Glutamatergic and serotoninergic systems have been implicated in psychotic disorders. González-Maeso and colleagues, writing in Nature, show that 5-hydroxytryptamine (5-HT) 2A receptors (5-HT2AR) — through which many existing antipsychotic drugs act — and metabotropic type-2 glutamate receptors (mGluR2) — which are potential new anti-psychotic targets — form complexes that might be involved in schizophrenia.

It has been suggested that many members of the G-protein-coupled receptor (GPCR) family can exist as oligomeric complexes. Two findings led the authors to posit that this could occur with 5-HT2AR and mGluR2: mRNA for the two receptors was colocalized in mouse neuronal cultures, and mGluR2 protein levels were decreased in 5-HT2AR-knockout mice.
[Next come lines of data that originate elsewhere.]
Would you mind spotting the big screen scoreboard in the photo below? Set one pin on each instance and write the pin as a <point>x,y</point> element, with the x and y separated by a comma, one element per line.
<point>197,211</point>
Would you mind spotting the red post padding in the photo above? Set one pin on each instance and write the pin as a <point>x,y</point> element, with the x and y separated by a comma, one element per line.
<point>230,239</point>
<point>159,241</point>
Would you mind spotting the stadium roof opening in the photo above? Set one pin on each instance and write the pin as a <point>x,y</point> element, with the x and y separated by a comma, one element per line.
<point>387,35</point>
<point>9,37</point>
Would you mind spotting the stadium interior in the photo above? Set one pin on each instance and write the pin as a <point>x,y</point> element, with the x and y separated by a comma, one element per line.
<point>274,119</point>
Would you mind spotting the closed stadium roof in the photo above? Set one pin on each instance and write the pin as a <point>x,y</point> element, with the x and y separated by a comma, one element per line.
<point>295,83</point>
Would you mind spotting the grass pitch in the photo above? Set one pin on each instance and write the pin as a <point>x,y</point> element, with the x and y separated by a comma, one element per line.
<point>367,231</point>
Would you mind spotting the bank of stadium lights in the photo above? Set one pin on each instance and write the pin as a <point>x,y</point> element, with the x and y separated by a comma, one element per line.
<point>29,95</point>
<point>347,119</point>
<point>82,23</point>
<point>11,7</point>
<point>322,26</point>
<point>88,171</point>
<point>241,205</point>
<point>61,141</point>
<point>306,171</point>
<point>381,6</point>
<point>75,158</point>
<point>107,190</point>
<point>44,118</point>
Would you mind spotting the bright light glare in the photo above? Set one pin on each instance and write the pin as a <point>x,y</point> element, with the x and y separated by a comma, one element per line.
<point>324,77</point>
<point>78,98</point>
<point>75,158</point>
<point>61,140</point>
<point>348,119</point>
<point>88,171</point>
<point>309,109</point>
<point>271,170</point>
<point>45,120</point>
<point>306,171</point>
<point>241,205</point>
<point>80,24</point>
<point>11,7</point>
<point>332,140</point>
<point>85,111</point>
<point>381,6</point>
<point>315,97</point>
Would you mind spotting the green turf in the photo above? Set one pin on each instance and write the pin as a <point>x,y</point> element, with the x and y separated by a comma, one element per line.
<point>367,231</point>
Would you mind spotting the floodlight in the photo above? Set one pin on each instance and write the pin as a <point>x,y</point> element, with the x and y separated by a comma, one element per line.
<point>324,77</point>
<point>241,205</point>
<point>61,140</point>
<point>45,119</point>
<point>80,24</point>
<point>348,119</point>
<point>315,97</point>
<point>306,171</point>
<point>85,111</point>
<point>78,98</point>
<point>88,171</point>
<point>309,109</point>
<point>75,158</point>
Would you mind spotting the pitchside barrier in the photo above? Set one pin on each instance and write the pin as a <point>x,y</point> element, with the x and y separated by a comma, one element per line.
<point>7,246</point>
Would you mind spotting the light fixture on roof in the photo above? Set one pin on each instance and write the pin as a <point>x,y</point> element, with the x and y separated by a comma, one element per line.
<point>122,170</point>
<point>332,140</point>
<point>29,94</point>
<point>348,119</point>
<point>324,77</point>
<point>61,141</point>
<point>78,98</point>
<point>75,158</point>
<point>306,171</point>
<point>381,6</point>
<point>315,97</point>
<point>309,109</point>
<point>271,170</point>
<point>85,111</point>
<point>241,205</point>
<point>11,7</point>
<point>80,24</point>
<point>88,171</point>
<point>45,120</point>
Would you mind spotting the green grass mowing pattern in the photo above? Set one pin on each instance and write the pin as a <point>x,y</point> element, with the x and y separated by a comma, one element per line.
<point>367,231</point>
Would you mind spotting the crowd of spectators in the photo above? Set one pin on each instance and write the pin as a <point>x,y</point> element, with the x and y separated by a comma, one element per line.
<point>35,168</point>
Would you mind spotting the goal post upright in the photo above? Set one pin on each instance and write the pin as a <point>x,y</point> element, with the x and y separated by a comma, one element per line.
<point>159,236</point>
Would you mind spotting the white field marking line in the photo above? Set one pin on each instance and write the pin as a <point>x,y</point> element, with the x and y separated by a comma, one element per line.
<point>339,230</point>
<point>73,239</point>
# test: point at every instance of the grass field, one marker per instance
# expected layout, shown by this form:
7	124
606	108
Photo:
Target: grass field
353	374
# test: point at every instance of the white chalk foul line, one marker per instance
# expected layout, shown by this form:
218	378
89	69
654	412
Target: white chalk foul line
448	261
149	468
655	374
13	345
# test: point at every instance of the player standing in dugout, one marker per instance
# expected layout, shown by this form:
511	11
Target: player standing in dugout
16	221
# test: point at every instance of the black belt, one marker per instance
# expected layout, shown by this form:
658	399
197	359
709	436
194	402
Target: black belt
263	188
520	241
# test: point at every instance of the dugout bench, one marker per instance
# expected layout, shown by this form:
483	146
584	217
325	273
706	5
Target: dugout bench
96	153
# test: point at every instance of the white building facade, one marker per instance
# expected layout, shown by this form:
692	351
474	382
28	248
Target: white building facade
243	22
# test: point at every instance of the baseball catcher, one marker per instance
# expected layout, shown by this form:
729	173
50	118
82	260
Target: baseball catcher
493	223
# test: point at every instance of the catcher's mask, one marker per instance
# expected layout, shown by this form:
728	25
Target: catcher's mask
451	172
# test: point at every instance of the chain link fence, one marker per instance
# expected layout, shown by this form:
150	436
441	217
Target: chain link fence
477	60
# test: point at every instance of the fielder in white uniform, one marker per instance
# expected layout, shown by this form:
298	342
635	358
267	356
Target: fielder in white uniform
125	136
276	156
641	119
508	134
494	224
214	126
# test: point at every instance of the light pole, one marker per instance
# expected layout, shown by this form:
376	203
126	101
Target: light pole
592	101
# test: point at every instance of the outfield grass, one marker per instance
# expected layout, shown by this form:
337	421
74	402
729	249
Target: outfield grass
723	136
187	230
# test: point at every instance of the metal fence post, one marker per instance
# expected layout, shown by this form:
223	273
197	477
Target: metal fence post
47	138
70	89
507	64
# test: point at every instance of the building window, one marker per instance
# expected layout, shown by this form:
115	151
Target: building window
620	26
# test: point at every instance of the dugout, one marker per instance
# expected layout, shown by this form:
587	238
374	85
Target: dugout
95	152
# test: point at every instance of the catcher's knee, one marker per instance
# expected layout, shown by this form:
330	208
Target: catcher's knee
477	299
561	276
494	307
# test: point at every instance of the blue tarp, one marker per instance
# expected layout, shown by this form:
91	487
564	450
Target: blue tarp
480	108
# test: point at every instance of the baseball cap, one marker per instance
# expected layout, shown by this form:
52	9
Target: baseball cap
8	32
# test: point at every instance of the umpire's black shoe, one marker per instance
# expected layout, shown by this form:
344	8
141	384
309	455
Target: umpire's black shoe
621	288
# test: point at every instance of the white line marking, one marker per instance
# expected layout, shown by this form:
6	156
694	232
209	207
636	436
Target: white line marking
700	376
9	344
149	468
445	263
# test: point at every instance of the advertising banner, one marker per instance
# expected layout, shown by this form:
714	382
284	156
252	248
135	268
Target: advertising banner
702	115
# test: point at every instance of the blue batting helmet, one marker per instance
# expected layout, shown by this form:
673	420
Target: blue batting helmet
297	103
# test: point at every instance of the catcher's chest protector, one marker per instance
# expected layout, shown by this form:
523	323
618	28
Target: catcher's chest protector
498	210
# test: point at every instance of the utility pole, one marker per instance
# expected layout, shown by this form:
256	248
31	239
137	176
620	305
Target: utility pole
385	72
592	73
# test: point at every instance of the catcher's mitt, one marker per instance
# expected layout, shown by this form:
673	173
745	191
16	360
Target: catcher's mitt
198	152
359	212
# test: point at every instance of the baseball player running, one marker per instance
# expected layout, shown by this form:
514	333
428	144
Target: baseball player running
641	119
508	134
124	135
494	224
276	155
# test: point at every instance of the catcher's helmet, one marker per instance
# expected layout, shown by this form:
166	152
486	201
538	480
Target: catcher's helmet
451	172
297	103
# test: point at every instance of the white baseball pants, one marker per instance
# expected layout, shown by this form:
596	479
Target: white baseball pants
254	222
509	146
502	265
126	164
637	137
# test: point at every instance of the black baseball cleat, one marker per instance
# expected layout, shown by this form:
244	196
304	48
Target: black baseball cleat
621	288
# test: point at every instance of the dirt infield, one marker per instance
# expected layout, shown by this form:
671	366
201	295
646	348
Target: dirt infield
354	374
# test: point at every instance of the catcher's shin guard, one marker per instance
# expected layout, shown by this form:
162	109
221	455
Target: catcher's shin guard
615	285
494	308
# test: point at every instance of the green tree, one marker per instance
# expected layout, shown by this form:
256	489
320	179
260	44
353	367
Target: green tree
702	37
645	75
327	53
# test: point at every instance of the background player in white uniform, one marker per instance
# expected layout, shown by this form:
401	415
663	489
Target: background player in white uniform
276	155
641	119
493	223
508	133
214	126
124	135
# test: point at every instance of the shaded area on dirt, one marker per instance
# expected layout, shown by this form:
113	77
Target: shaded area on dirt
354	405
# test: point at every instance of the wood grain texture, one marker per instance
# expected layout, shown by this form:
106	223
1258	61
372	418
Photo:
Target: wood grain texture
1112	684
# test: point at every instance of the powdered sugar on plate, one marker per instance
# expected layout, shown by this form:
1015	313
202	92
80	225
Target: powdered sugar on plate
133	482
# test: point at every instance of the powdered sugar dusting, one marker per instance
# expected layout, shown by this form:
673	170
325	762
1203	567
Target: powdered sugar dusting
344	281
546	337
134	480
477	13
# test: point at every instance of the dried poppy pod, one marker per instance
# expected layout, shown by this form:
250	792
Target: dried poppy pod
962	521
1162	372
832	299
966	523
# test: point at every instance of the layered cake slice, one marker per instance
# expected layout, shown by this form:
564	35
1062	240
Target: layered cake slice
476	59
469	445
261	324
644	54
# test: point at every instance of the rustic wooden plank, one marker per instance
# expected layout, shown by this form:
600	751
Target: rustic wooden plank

Evidence for the existence of 5-HT2AR–mGluR2 complexes was obtained by co-immunoprecipitation and resonance-energy-transfer studies.

Competition-binding experiments, in which an mGluR2/3 agonist increased the affinity of three hallucinogenic 5-HT2AR agonists for the 5-HT-binding site, and in which a 5-HT2AR agonist decreased the affinity of the three mGluR2/3 agonists for the glutamate-binding site, suggested that the 5-HT2AR–mGluR2 complex might serve to integrate serotonin and glutamate signalling. Furthermore, by measuring the regulation of specific G-protein subunits, the receptor complex was shown to modulate G-protein coupling. Using molecular chimaeras of mGluR2 and mGluR3 — the latter of which did not form complexes — the authors demonstrated that the segment of mGluR2 that contains transmembrane helices 4 and 5 was necessary and sufficient for the formation of a complex with 5-HT2AR.

In the mouse cortex and in primary cortical cultures, the induction of early growth response gene 2 — a specific marker for hallucinogen signalling through 5-HT2AR — was blocked by an mGluR2/3 agonist that also suppressed the induction of hallucinogen-specific head-twitch behaviour in vivo. This suggested that the 5-HT2AR–mGluR2 complex might be important for hallucinogen signalling and behaviour.

As the neuropsychological effects of hallucinogenic drugs present commonalities with the psychosis of schizophrenia, the authors investigated whether the components of the 5-HT2AR–mGluR2 signalling complex were altered in the cortex of subjects with schizophrenia. Drug-naïve schizophrenic subjects showed increased 5-HT2AR levels and decreased mGluR2 levels. This, combined with the observation that activation of the mGluR2 component of the 5-HT2AR–mGluR2 complex eliminates the hallucinogen-specific signalling, suggests that the increased 5-HT2AR and decreased mGluR2 found in the brain in schizophrenia might predispose to a hallucinogenic pattern of signalling.

Although further work is needed to investigate whether the 5-HT2AR–mGluR2 complex could be targeted for the treatment of psychosis, this study provides evidence of a GPCR complex with functional relevance and therapeutic potential.